お昼ご飯の時間となり、メンバーで鰻屋へ向かう。うな重を食べさせてもらえれば充分と考えていたのだが、あれやこれやと出てくるではないか。

ほねせん、うざく、うな串(肝含む)

これでお酒がないのが不思議なラインナップだ。思えば席についたとき、法事のあとにいく会席料理屋のごとく裏返したグラスがテーブルに設置されていた。そして店員さんはめちゃくちゃナチュラルに「お飲み物はどうされます?」と開口一番に聞いてきたし、完全に飲むことを想定されていたのではないだろうか。

一同逡巡の後「ではお茶を…」と伝えると言葉にはしないまでも肩透かしをくらったようなリアクションで店員さんはそそくさとグラスを回収していった。こちとら仕事の昼休みでなければ浴びるほどのみたい所存。というかちょっとくらいなら飲んでもいいんじゃないかなとすら思っていた。うざくを食べた時に「これはお酒ですよね〜」とわざとらしくアピールしてみたが誰も陥落しなかった。念の為うな串を食べた後にも「これは完全に…」と追い討ちしてみたが鉄壁のガードに敗れた。ビールなんてロシアじゃつい最近まで清涼飲料水だったし(お酒認定は2011年かららしい)許されても良さそうなものだけどな。

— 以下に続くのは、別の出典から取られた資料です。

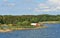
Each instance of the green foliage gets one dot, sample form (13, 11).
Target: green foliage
(25, 19)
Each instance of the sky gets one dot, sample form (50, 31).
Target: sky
(29, 7)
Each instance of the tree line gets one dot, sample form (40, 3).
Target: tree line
(10, 19)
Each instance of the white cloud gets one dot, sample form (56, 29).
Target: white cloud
(11, 4)
(5, 0)
(54, 2)
(42, 5)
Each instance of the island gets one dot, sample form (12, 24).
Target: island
(26, 22)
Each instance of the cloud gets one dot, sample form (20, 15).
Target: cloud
(42, 5)
(5, 0)
(11, 4)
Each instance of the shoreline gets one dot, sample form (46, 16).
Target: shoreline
(12, 29)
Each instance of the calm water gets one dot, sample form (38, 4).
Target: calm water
(53, 31)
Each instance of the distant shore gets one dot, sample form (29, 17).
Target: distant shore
(9, 30)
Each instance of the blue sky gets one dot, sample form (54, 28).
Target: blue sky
(29, 7)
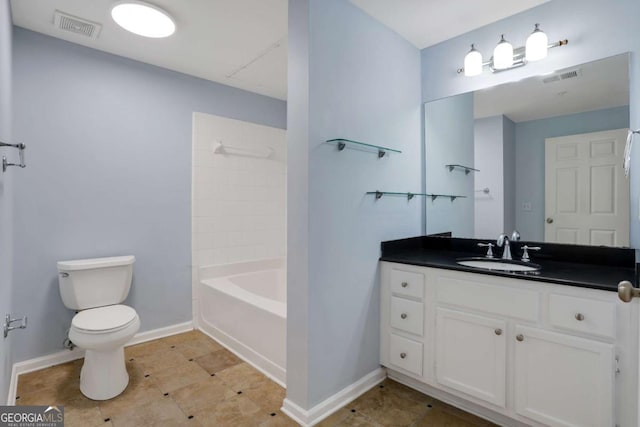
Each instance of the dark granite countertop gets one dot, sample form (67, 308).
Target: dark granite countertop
(573, 265)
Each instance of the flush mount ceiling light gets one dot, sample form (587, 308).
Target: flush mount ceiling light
(143, 19)
(505, 57)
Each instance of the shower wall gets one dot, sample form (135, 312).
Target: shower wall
(238, 198)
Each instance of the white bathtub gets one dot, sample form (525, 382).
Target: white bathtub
(244, 307)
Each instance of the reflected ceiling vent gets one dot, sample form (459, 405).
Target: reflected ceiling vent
(73, 24)
(572, 74)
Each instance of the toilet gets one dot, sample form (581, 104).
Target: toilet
(95, 288)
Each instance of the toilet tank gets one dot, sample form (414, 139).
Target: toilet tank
(96, 282)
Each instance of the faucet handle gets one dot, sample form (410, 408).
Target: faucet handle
(525, 253)
(489, 247)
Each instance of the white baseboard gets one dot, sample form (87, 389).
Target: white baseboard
(332, 404)
(65, 356)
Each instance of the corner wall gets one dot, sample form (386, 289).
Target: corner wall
(6, 195)
(108, 173)
(349, 77)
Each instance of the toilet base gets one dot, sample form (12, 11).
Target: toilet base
(104, 374)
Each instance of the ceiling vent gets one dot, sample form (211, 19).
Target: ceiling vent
(73, 24)
(563, 76)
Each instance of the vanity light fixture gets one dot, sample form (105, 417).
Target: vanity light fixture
(505, 57)
(143, 19)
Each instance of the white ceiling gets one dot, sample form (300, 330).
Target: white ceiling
(214, 38)
(600, 84)
(428, 22)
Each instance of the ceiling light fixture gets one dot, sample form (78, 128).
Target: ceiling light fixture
(143, 19)
(505, 57)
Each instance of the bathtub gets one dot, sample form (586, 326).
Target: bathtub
(243, 306)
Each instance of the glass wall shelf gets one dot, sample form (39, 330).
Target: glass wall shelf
(466, 169)
(342, 143)
(410, 196)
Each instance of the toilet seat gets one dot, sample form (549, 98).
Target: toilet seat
(100, 320)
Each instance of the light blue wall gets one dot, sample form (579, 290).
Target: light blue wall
(109, 173)
(364, 84)
(449, 140)
(596, 29)
(530, 138)
(6, 197)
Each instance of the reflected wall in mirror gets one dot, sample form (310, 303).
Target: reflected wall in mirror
(548, 150)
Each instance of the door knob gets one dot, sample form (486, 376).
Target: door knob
(626, 291)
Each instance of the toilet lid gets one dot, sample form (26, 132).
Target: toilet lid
(104, 318)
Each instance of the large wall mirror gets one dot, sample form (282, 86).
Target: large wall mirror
(542, 155)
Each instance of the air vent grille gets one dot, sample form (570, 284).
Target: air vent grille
(562, 76)
(73, 24)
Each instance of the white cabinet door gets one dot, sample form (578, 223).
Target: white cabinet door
(561, 380)
(471, 354)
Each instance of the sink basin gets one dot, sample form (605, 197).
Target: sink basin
(498, 264)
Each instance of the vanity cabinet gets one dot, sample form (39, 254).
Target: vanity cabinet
(515, 351)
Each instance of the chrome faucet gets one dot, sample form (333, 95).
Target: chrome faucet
(503, 240)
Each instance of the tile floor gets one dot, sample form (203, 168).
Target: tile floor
(190, 380)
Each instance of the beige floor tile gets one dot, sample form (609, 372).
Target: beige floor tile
(267, 395)
(278, 420)
(140, 391)
(242, 377)
(201, 395)
(217, 361)
(388, 408)
(179, 376)
(335, 418)
(160, 361)
(236, 411)
(159, 412)
(82, 413)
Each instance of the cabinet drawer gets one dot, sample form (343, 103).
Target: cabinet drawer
(590, 316)
(407, 283)
(407, 315)
(406, 354)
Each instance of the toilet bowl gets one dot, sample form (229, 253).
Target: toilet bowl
(102, 326)
(103, 332)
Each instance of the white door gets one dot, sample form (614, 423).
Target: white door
(471, 355)
(586, 193)
(561, 380)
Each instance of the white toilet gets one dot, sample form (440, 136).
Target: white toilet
(95, 288)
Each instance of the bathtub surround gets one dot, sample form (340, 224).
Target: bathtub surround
(6, 195)
(109, 152)
(349, 77)
(596, 29)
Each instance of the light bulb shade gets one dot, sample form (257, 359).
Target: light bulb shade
(503, 55)
(536, 46)
(473, 63)
(143, 19)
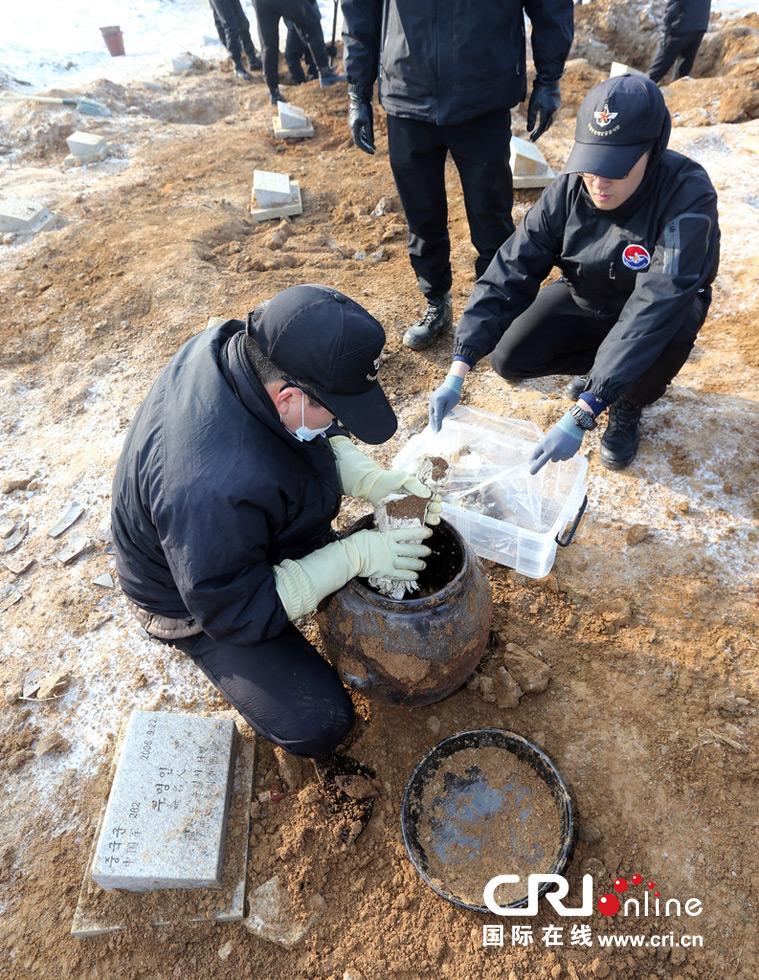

お酒が飲めないのはこの際仕方ない。そうなった以上うなぎに心血を注ぐのみ。襟を正してお重を待った。

堂々の貫禄

うなぎはおいしいものであると知っているからお重の蓋を開けた瞬間に「お〜!!」となるが、うなぎの蒲焼というものをまるで知らなくて味など見当もつかない状況でこのビジュアルを目の当たりにしたらどう感じるだろう。「ご褒美って聞いたのにおれ、何食べさせられているんだろう…」とちょっとしょんぼりしてしまうんじゃないだろうか。映えの概念が一切ない。茶色い世界だ。そういった意味でいうと、価値観を養うというのは人生を豊にするということであり、うなぎのおいしさを知るということは手を加える前の花壇のようなビジュアルであっても賛美し、歓喜できるようになるということである。パブロフの犬ってこういうことなのかもしれない。

つべこべ言わずにご馳走を胃に納めるつもりが散々つべこべ言ってしまった。まあなんか色々言いたくなる程にうなぎはおいしゅうございました、ということで。

ちなみに、やけに豪華に色々と食べることができた理由は元々割り当てられていた予算にに対して当初想定されていた人数よりも減ってしまっていたにも関わらず予算をその人数分使えたからであるとのことらしい。退職者分の予算をお重以外の部分に充てたということなのだろう。

この日は夜に同じシマの勤務者の送別会があり、その退職者の方もきていたのだけど、「あなたの分の予算でうなぎやで豪遊しました」とは言えずへらへらとお酌などして夜を酒で溶かした。